Friday, December 03, 2004

On The Universe of Faith and Reason

Asking anyone about the origin of the universe drops you some interesting clues about their inclinations regarding "faith" or "reasoning".The devout follower would bring in God or some equally powerful force into the equation whereas some rationalists are very comfortable with the idea that "nothing" was existing before the creation and that a random fluke event got us here.You might also find a certain species of people emphasizing the tempering of faith with reason by sayin that they accept something rather than nothing because its simpler and easier to live with .The reason for the lack of consensus is the same reason as Why everybody doesnt drive a Hyundai?

In order to make an apple pie from scratch, you must first create the universe. - Carl Sagan

The above quote is the ultimate expression of rationality methinks.I am coward posing as a coward so let me quote George Mikes on the same subject as to why it isnt so rational

"Rationalists, like Euclidean geometers, based their case on a few "self-evident truths." But Einstein convinced the world that there was no such thing as a self-evident truth. A few things were self-evident all right; but they were not true.
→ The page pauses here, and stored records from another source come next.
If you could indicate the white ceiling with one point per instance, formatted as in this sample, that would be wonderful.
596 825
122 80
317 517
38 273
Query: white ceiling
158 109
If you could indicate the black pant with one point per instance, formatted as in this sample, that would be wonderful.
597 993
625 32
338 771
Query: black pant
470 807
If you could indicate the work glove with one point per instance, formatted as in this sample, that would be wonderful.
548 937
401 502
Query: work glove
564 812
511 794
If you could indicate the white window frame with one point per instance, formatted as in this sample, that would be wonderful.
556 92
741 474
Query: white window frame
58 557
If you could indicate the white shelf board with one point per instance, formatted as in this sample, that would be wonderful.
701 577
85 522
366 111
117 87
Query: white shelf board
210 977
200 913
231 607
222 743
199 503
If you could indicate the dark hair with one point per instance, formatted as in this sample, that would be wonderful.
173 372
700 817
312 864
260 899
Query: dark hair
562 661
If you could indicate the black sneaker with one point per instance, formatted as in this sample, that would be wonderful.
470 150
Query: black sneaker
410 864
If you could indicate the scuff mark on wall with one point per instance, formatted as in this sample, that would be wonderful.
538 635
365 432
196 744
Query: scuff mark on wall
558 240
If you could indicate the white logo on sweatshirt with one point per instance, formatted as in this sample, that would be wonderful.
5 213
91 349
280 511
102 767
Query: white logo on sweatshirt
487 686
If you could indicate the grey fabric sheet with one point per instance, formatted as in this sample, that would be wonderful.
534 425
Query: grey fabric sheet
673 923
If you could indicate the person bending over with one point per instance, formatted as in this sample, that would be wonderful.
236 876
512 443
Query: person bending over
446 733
The shortest way between two points is not the straight line; Time and Length are not absolute notions. This seemed to be the death-knell of Rationalist philosophy. If there is no self-evident truth, there is no Rationalism. But Rationalism refused to lie down and die. Luckily, Rationalism was not quite as rational as all that." --George Mikes, How To Be A Guru

Consider this historical example involving some of the finest minds. Most people have heard about the famous confusion and controversy of the discovery of Calculus between Newton and Leibniz. In his novel Candide Voltaire actually was caricaturing none other than Leibniz. Voltaire was Leibniz's opponent, and a Newton supporter. Voltaire was against one and in favor of the other, not based on an understanding of their work, but simply because Leibniz constantly mentions God, whereas Newton's work seems to fit in perfectly with an atheist, mechanistic world view. This was leading up to the French revolution, which was against the Church just as much as it was against the Monarchy. This is a prime example of preferring to believe on something very arbitrarily.
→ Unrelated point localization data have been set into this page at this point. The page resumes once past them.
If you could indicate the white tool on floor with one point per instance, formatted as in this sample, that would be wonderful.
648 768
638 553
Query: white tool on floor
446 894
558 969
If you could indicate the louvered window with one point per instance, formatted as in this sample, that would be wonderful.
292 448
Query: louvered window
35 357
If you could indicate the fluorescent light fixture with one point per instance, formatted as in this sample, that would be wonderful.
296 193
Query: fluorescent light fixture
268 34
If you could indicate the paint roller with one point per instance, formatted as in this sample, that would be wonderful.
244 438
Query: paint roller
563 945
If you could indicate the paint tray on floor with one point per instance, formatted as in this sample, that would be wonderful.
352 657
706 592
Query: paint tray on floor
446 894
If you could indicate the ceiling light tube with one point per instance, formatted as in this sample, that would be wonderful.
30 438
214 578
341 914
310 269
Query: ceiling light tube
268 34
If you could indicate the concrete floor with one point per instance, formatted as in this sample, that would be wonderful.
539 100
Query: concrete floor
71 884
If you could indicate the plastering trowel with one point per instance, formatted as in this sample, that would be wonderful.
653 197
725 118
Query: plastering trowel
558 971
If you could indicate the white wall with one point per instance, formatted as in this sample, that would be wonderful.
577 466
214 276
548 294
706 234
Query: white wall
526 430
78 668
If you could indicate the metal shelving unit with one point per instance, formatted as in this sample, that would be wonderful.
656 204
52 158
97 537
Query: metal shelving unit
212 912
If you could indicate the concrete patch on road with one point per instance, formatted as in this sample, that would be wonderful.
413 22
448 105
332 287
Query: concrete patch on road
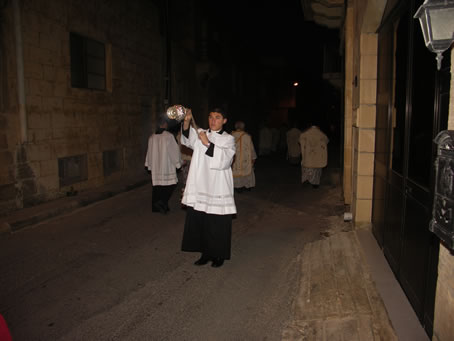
337 299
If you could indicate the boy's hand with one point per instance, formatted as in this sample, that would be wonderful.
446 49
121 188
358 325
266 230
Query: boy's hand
203 137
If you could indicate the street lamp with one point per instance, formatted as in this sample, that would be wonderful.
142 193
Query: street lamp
437 23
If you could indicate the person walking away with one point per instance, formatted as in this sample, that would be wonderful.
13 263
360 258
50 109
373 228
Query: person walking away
314 153
293 146
209 190
243 164
162 159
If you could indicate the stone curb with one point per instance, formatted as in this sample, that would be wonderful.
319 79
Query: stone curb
60 207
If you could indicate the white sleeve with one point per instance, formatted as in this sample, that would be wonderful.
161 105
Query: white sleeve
149 157
191 140
223 154
174 152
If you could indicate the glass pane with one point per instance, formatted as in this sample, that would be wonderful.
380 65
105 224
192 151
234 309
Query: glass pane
96 82
96 66
95 49
442 21
400 96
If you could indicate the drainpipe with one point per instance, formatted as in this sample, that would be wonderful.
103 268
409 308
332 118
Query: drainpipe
20 72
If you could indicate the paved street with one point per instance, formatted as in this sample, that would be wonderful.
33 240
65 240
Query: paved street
114 271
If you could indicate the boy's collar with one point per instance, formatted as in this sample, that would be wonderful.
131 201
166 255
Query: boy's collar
219 131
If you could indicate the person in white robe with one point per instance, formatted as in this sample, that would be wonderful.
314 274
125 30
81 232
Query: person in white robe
293 146
208 194
162 159
243 164
314 155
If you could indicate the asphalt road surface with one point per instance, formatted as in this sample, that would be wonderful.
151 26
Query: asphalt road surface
114 270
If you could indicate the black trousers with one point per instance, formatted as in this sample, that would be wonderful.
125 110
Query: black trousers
160 196
210 234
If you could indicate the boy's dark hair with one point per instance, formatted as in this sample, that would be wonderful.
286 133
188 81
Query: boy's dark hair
221 111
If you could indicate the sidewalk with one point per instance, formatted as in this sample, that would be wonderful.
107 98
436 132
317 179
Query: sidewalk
337 299
29 216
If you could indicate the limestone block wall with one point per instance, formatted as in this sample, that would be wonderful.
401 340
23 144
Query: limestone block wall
64 121
364 130
444 299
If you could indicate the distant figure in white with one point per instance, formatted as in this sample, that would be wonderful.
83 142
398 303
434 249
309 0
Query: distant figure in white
314 153
245 156
162 159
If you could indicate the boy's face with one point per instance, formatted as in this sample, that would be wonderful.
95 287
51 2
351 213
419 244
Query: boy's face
216 121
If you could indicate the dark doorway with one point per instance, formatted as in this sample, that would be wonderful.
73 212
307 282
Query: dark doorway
411 110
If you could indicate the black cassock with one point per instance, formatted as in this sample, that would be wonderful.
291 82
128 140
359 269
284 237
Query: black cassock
209 234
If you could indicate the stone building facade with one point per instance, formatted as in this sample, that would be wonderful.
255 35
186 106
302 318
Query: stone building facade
82 83
399 217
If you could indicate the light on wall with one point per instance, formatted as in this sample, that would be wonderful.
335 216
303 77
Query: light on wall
437 23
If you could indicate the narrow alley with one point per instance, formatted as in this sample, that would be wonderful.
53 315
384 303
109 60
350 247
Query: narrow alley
114 271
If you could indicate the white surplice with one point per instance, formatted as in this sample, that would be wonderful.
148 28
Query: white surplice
243 166
209 186
163 158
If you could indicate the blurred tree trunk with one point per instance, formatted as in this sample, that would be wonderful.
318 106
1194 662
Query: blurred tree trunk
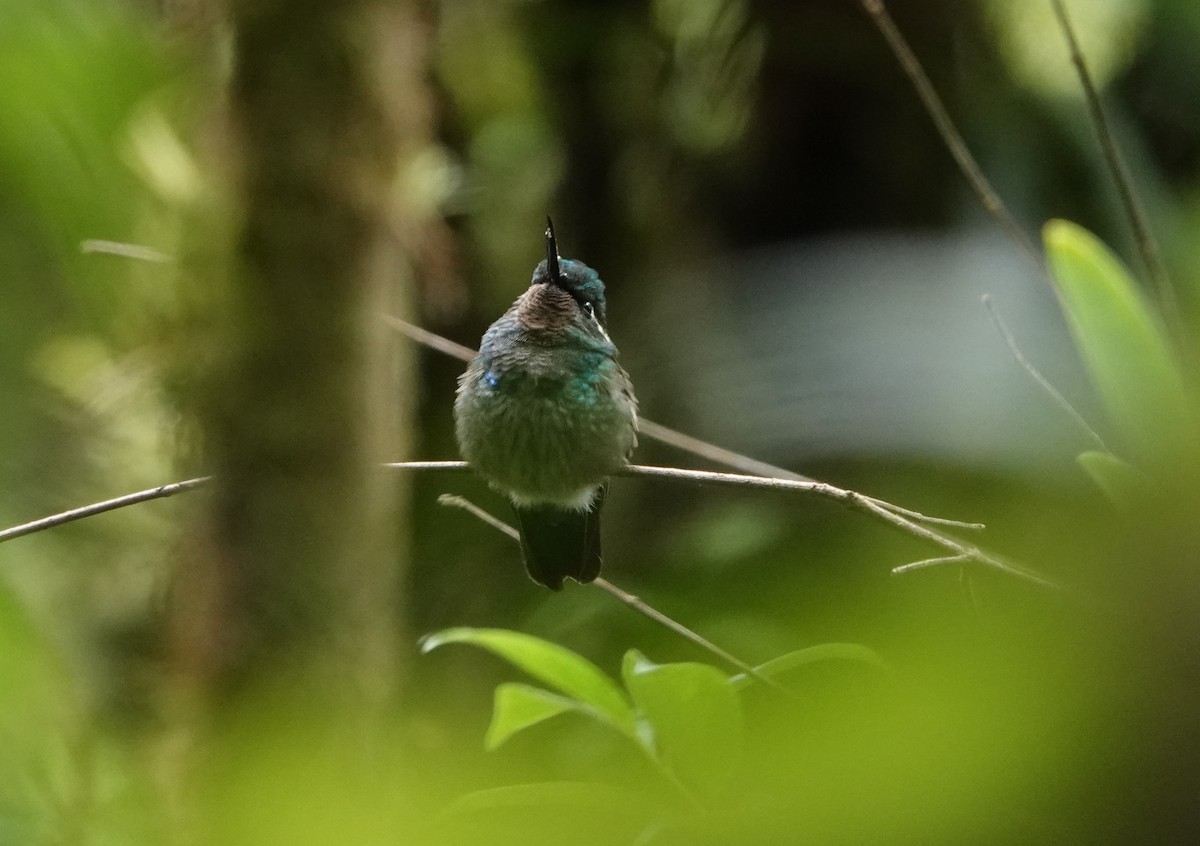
298 581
If Voltaire atcually had read Newton's private papers, he would have realised that Newton computed the age of the world based on the Bible. Whereas Leibniz was never seen in a church, and his notion of God was sophisticated and subtle. Leibniz's God was a logical necessity to provide the initial complexity to create the world and was using more or less as a placeholder.What a Bummer for him!

All this seems to lend a strong weight to Arthur Koestler's opening lines in The God That Failed (For the Record ' The God ' in the title is a reference to Communist Party)

"A faith is not acquired by reasoning. One does not fall in love with a woman, or enter the womb of a church, as a result of logical persuasion. Reason may defend an act of faith—but only after the act has been committed, and the man committed to the act."

Do you find a lot of times we do some things for no reason that saves us in the end and sometime the best laid plans(all logical and well reasoned) go awry.

All I can say is that once again I will take refuge in George Mike
"Confusion and contradiction have always served humanity better than clear, cold logic."